The term "environmental, social, and governance" (ESG) has lately become popular in the investment world. The transition from greed to green has become the talk of the town, and cautious investing has become the discussion of the town. ESG is a broad concept that is often misunderstood due to its many titles, such as impact investing, green finance, ethical investment, and so on. In a nutshell, ESG helps in the evaluation of a company's or business's long-term stability.
It considers three central factors namely,
Environmental factors influence how companies treat the environment.
The social factors refer to how companies treat people.
The governance factors refer to how a company is being run.
When it comes to a company's CFOs (Chief Financial Officers), they are frequently hostile to the ESG framework. While CFOs are concerned with ROI (return on investment), the ESG rules encourage them to concentrate on lowering emissions and waste. Most companies need financial and sustainability data to be reported separately, which causes confusion and complications. This describes how most companies regard the two domains as completely separate.
However, in order to stay up with the changing dynamics of the corporate world, viewing finance and the environment as two different domains is today archaic.
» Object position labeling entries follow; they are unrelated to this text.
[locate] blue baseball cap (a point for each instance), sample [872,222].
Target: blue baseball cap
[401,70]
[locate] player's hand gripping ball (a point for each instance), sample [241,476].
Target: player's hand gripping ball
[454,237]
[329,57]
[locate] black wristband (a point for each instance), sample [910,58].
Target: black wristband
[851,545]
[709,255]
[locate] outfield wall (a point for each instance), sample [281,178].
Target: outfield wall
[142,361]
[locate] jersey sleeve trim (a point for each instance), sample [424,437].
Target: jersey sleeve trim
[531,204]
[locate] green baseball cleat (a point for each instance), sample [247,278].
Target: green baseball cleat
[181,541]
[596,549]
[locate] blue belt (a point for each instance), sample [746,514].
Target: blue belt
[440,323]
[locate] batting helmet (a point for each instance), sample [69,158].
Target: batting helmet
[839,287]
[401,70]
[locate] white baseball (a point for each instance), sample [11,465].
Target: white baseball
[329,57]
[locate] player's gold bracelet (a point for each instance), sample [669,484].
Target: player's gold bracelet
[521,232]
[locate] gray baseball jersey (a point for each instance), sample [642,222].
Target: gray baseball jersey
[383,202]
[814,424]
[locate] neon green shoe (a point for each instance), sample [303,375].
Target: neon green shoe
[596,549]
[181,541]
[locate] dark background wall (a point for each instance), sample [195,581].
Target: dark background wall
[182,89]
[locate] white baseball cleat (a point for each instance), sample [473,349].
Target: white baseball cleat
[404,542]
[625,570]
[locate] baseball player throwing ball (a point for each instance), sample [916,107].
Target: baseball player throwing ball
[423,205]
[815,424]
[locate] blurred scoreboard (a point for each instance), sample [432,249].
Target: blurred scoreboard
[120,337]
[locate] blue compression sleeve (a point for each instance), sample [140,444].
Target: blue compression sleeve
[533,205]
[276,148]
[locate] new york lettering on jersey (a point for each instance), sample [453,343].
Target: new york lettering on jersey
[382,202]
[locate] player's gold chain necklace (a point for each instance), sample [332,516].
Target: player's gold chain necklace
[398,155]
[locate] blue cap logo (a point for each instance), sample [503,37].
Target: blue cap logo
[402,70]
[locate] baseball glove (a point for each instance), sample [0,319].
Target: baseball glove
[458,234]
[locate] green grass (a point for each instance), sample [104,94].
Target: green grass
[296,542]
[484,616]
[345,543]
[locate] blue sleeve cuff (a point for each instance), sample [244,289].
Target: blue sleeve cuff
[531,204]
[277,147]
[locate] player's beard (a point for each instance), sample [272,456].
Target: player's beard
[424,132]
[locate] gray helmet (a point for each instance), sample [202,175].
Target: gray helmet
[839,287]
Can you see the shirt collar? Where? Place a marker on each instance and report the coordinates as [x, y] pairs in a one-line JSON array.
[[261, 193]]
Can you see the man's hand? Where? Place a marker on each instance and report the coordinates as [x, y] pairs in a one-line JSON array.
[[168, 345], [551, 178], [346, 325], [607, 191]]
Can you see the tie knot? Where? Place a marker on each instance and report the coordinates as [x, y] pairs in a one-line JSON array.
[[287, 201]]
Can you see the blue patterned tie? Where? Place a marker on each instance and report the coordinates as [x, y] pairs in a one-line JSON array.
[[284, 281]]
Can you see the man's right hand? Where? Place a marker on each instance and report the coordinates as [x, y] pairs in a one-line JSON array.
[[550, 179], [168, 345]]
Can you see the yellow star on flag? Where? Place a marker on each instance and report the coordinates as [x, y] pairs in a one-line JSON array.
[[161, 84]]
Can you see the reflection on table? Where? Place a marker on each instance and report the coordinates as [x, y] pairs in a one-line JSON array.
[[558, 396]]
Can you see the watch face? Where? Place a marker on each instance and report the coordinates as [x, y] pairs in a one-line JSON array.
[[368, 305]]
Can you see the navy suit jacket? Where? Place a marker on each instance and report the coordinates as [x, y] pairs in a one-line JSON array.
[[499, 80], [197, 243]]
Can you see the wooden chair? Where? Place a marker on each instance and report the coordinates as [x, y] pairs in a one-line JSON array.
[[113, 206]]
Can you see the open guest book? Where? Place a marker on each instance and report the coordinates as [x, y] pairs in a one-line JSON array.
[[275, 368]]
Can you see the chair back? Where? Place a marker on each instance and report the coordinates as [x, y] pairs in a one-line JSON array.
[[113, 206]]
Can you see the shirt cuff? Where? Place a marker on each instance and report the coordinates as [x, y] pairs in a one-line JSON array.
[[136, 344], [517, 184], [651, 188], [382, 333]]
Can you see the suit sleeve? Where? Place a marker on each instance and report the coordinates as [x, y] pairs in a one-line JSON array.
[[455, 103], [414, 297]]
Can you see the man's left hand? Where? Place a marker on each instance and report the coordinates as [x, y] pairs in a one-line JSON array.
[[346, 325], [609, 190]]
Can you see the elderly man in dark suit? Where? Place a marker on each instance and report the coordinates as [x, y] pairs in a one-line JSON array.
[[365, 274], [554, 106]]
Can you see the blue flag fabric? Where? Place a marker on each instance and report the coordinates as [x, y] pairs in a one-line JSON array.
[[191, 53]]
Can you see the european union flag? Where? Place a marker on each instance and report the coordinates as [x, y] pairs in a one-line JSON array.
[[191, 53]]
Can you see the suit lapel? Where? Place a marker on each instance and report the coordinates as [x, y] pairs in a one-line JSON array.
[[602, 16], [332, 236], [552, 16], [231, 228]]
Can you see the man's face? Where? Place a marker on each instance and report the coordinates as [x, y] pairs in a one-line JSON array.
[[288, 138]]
Companies all across the world are pledging to improve their environmental, social, and governance performance, making non-financial indicators an important deciding factor. Not only that, but when factors like carbon emissions are taken into account, they translate into a massive number of sustainability-related savings, resulting in firm growth and a strong reputation.
Here’s how CFO’s worldwide can befriend sustainability:
To identify substantial ESG risks and opportunities, use a structured framework and tools like TCFD (Task Force on Climate-Related Disclosure), SASB (Sustainability Accounting Standards Board), GRI (Global Reporting Initiative), Natural Capital Protocol, and others. Financial experts can also determine their impact on financial performance using this method. CFOs can also conduct scenario analyses for climate-related financial risks and opportunities, which they can then use to plan and make spending decisions.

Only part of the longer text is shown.